La Grande Nébuleuse d'Orion, M42, photographiée par le HST en 2006. C'est l'une des images les plus détaillées réalisées à ce jour. Document NASA, ESA, M.Robberto (STScI).

La Grande Nébuleuse d'Orion, M42 (VI)

La Grande Nébuleuse d'Orion, M42, alias NGC 1976 est visible à l'oeil nu comme une petite tache de 4e magnitude au milieu du Baudrier par 5h35m24s et -5°27'. Quand on la découvre dans un télescope, M42 s'impose par son étendue tandis que le voile de sa pudeur cache une beauté que bien peu d'autres objets du ciel peuvent prétendre égaler.

En fait, aucune autre nébuleuse diffuse ne peut prétendre constituer le sujet de prédilection des amateurs débutants comme des astrophotographes avertis.

En examinant la région de θ Orionis avec une paire de jumelle 10x50 ou de plus grand diamètre on se rend compte que cette région n'abrite pas une étoile de 4e magnitude mais plutôt une sorte de nuage brillant allongé. Visuellement M42 est une nébuleuse très vaste par rapport à ses consoeurs. Elle est déjà visible dans les plus petits instruments comme une grande aile aux contours vaporeux délimitée dans sa partie nord par une échancrure sombre. Mais c'est par voie photographique que l'on découvre sa véritable ampleur et sa beauté.

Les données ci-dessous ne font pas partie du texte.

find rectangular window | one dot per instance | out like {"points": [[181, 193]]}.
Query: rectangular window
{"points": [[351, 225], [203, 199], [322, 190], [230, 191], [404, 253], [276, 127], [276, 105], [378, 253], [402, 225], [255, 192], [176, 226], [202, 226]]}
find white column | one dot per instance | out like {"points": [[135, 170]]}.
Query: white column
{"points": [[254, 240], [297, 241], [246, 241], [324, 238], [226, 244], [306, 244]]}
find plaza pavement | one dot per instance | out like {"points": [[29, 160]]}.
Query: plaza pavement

La nébuleuse couvre une surface d'environ 1° carré, quatre fois la surface de la Lune, traversée de filaments brillants, arcés et noueux par endroit et par des zones chaotiques, signes de turbulences sévères là où le rayonnement interagit avec la matière.

Ici nous sommes aux avant-postes d'un phénomène exceptionnel : Dame Nature fait oeuvre de création, forgeant à partie de la matière inerte et de l'énergie omniprésente de nouvelles générations d'étoiles, les proplydes qui bientôt, fiers de leur jeunesse et de leur ardeur deviendront peut-être de nouveaux systèmes planétaires qui porteront un jour la vie.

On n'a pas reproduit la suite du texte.